One of the most entertaining things you could do at primary school was spelling words with the seven-segment calculator. A little while ago Tom Scott did a video about seven-segment displays. You can see it here:
This is exactly the quick and fun exercise i need to start my blog. And i think R (plus some packages) is especially suited for this task. So, what are the longest words we can make with the limitations of a seven-segment display? Let’s find out!

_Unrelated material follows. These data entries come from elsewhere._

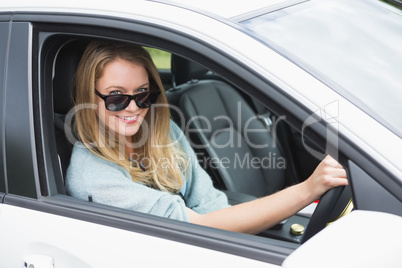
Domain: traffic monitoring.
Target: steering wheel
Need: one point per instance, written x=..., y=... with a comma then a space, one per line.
x=331, y=205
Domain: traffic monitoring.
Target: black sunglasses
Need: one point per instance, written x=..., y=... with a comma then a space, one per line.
x=119, y=102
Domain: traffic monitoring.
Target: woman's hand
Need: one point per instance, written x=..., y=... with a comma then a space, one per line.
x=328, y=174
x=258, y=215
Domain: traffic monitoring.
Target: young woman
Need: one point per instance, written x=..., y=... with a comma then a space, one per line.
x=131, y=155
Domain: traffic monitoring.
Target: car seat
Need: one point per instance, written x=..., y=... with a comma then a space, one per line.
x=65, y=66
x=219, y=117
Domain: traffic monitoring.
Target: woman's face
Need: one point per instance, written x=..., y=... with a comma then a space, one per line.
x=122, y=77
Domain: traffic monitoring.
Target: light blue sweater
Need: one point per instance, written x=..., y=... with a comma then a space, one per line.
x=108, y=183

First we need some data. Let’s use the same list as in the video (source: https://github.com/dwyl/english-words):
library(tidyverse) words <- read.delim("https://raw.githubusercontent.com/dwyl/english-words/master/words.txt", stringsAsFactors = FALSE)
stringsAsFactors is needed, otherwise R turns the words into factors. And some functions we want to use later don’t work on factors.
Now we have a list of 466543 words!
Let’s see what the longest words are. We will stick to the same limitations as in the video. So we will filter out words with the letters g, k, m, q, v, w, x and z. With the help of Tidyverse, this code chunk is only 4 lines long:
length_words <- words %>% filter(!grepl("[gkmqvwxzGKMQVWXZ]", X2)) %>% mutate(length = nchar(X2)) %>% arrange(desc(length))
In the second line we filter for words with the letters that are not allowed. With the
! we get the opposite of the following statement. So we throw away the words containing the letters that we are filtering for. To be sure we also check for the capital letters. In the third line we count the length of all the remaining words. And finally we arrange the words from longest to shortest.
Now let’s see the result:
## X2 length ## 1 dichlorodiphenyltrichloroethane 31 ## 2 bras-dessus-bras-dessous 24 ## 3 pseudointernationalistic 24 ## 4 scientificophilosophical 24 ## 5 tetraiodophenolphthalein 24 ## 6 analytico-architectural 23 ## 7 chlorotrifluoroethylene 23 ## 8 electro-ultrafiltration 23 ## 9 phenolsulphonephthalein 23 ## 10 polytetrafluoroethylene 23
Well… Except for this enjoyable exercise I’ve learned that a lot of the longer words in this list are almost unpronounceable =).